CFPB Moves to Protect Predatory Payday Lenders

Federal Proposal Plans to Gut Debt-Trap Rules

Washington D.C. Today, the Consumer Financial Protection Bureau (CFPB) proposed new rules that would repeal the CFPB’s current rules on payday loans, car-title loans, and similar forms of credit.

Last October, the CFPB finalized a rule on Payday, Vehicle Title, and Certain High-Cost Installment Loans. Under the rule, creditors offering payday loans, and similar forms of credit, would be required to determine whether borrowers could afford loan payments while meeting their other expenses. Payday lenders were required to comply with these protections, which were the product of years of study, analysis and public comment, by August 19, 2019.

With new leadership in place at the CFPB, the agency is now signaling its intentions to reverse course.

Christopher Peterson, CFA’s Director of Financial Services and the John J. Flynn Endowed Professor of Law at the University of Utah, outlined the following concerns:

“While not perfect, the CFPB’s final payday lending rule was a giant step toward helping struggling families avoid debt traps.
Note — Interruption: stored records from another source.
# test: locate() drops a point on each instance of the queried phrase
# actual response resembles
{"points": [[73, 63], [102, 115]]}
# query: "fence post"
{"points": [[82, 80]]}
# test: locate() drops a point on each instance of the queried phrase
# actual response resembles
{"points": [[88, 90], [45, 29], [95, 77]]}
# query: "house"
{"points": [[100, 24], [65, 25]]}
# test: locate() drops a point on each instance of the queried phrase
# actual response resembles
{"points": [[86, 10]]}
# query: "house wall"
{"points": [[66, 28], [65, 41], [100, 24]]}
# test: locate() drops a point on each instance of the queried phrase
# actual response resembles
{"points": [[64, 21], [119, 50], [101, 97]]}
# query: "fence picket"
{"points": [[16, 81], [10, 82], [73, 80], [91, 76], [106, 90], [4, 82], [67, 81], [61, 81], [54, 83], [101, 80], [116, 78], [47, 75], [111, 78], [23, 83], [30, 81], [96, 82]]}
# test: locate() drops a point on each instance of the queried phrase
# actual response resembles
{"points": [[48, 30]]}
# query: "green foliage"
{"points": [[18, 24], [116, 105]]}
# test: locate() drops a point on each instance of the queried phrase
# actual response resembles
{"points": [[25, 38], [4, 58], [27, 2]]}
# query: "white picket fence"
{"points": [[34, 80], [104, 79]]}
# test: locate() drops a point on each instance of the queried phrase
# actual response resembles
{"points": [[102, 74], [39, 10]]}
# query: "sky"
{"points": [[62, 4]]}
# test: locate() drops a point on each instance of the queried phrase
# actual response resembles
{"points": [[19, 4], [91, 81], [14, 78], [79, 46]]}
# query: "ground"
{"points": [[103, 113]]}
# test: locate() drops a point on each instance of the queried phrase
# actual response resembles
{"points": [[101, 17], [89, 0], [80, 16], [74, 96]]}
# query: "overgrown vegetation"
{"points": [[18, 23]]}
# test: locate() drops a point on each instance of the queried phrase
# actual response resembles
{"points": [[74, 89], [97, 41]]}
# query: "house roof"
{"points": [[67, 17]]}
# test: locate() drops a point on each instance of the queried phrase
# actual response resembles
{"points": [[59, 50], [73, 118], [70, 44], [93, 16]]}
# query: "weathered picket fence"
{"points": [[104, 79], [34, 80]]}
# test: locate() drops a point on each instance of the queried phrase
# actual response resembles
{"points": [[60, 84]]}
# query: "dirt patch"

The regulation would have simply required that payday lenders consider whether loan applicants could afford their loan before extending credit.

Less than a day after calling for compromise and unity in his State of the Union address, President Trump’s consumer protection agency is proposing to eliminate rules, arrived at by compromise, which would protect struggling consumers from triple-digit interest loan traps.

A super-majority of Americans, both Republicans and Democrats, support an interest rate limit of 36 percent. Instead, of siding with the public, or even the CFPB’s compromise rules, President Trump’s consumer protection agency is working hand-in-hand with the usurious money changers that trap consumers in an endless, and devastating, debt cycle.

Payday loans have average interest rates of about 400 percent. By way of comparison, New York City loan sharking syndicates typically charged interest rates of 250 percent in the 1960s. The CFPB, itself, found that a majority of short-term payday loan victims are typically trapped in at least 10 loans in a row—paying far, far more in fees than they received in credit.

The CFPB was supposed to protect consumers. Unfortunately, the agency is now working to protect payday lenders.”